Article 2 : L’arrêté du 5 avril 2025 par lequel le préfet de l’Allier a obligé M. A à quitter le territoire français sans délai en fixant le pays de renvoi et a prononcé à son encontre une interdiction de retour sur le territoire français d’une durée de trois ans est annulé.
Article 3 : L’arrêté du 5 avril 2025 par lequel le préfet de la Nièvre a assigné M. A à résidence à Nevers pour une durée de quarante-cinq jours est annulé.
Article 4 : Il est enjoint au préfet de la Nièvre de procéder, dans un délai de deux mois, au réexamen de la situation de M. A au regard de son droit à séjourner en France.
Article 5 : L’Etat versera à Me Brey une somme de 1 000 euros en application des dispositions combinées de l’article L. 761-1 du code de justice administrative et de l’article 37 de la loi du 10 juillet 1991, sous réserve que celle-ci renonce à percevoir la somme correspondant à la part contributive de l’Etat à sa mission d’aide juridictionnelle.
Article 6 : Le surplus des conclusions de la requête est rejeté.
Article 7 : Le présent jugement sera notifié à M. D A, préfet de l’Allier, au préfet de la Nièvre et à Me Brey.
Une copie de ce jugement sera transmise, pour information, au ministre de l’intérieur, au procureur de la République près le tribunal judiciaire de Nevers, et au bureau d’aide juridictionnelle près le tribunal judiciaire de Dijon.
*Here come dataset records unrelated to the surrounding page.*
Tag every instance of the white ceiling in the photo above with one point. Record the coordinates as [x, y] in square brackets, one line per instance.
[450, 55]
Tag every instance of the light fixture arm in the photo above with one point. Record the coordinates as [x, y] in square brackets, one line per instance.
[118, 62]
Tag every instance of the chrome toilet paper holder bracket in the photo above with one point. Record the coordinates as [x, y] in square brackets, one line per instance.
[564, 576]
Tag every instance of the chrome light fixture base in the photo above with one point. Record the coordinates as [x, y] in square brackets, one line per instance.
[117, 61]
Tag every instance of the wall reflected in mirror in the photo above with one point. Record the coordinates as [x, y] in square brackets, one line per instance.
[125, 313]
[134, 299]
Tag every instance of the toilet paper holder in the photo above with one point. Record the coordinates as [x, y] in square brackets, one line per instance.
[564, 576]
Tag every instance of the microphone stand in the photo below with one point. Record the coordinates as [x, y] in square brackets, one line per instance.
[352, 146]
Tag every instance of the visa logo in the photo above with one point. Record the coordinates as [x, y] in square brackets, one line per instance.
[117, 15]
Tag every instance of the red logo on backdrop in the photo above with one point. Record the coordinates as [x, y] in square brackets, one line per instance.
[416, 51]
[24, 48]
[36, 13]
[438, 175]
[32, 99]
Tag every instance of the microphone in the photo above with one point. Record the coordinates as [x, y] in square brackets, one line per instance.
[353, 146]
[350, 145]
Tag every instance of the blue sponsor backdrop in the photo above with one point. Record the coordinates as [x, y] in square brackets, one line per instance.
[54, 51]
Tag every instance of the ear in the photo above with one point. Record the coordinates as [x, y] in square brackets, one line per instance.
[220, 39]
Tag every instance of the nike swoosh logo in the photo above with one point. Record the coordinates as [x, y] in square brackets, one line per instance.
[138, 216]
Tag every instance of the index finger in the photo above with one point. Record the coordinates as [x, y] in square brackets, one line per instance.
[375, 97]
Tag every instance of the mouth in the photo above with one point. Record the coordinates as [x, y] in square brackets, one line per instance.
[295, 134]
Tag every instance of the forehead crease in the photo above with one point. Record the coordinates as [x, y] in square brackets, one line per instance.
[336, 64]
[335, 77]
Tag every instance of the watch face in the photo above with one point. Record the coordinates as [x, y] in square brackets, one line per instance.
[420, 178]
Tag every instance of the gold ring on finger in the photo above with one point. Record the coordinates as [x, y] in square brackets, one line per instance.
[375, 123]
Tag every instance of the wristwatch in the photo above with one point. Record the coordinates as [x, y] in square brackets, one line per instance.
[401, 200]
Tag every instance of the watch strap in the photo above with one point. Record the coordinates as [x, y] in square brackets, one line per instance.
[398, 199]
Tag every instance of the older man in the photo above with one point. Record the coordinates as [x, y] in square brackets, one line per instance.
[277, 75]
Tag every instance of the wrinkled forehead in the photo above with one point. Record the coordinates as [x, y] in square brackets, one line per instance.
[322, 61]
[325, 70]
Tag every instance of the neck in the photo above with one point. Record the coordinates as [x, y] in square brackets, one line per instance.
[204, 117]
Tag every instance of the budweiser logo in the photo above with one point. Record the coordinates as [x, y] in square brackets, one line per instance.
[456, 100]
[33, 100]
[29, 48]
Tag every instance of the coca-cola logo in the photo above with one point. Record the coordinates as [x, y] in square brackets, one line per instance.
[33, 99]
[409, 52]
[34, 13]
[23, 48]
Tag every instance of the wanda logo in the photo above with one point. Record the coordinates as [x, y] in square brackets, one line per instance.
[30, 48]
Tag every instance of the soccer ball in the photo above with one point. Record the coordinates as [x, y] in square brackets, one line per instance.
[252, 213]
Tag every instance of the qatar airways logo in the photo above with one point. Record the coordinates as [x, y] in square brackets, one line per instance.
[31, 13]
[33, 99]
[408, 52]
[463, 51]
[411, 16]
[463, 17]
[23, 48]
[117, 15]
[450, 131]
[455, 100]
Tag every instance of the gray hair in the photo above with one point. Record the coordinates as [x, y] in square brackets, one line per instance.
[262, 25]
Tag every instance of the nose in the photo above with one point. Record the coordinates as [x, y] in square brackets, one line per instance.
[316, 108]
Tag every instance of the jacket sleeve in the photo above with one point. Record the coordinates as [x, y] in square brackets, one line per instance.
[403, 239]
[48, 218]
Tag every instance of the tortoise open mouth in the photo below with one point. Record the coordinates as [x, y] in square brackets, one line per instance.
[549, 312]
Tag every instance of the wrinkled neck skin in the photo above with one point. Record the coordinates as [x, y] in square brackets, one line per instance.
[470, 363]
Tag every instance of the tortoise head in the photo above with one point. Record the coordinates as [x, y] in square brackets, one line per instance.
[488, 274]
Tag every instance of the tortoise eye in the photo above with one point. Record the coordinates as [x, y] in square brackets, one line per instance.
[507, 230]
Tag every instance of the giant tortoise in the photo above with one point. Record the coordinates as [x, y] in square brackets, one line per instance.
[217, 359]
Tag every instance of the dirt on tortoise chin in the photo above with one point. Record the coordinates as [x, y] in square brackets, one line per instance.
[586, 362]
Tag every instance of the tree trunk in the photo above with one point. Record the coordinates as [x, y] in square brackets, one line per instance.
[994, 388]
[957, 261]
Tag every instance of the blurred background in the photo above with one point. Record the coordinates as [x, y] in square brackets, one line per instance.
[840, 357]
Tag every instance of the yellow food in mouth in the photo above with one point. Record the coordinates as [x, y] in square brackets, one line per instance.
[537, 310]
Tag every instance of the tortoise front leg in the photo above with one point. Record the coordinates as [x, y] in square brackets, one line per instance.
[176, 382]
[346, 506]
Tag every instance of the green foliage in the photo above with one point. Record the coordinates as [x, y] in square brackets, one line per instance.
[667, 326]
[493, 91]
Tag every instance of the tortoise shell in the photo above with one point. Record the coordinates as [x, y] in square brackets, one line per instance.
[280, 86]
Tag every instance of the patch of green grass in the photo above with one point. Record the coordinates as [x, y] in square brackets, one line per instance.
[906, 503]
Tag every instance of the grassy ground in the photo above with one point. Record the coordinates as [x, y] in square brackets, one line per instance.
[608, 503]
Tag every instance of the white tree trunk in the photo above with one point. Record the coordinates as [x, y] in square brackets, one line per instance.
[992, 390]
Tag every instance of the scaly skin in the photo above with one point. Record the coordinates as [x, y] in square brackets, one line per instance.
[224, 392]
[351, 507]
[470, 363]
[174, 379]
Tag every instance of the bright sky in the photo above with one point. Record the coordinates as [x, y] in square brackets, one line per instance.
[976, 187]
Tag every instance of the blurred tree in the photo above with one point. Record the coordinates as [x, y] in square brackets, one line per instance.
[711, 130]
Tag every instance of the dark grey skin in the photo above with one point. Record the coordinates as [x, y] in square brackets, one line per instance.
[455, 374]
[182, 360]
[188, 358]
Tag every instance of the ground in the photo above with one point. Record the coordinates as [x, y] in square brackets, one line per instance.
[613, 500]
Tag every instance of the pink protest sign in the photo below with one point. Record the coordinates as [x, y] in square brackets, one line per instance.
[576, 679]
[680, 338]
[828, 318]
Rendu public par mise à disposition au greffe le 24 avril 2025.
La magistrate désignée,
M. Desseix
La greffière,
L. Lelong
La République mande et ordonne au préfet de l’Allier et au préfet de la Nièvre, chacun en ce qui les concerne, ou à tous commissaires de justice à ce requis en ce qui concerne les voies de droit commun contre les parties privées, de pourvoir à l’exécution de la présente décision.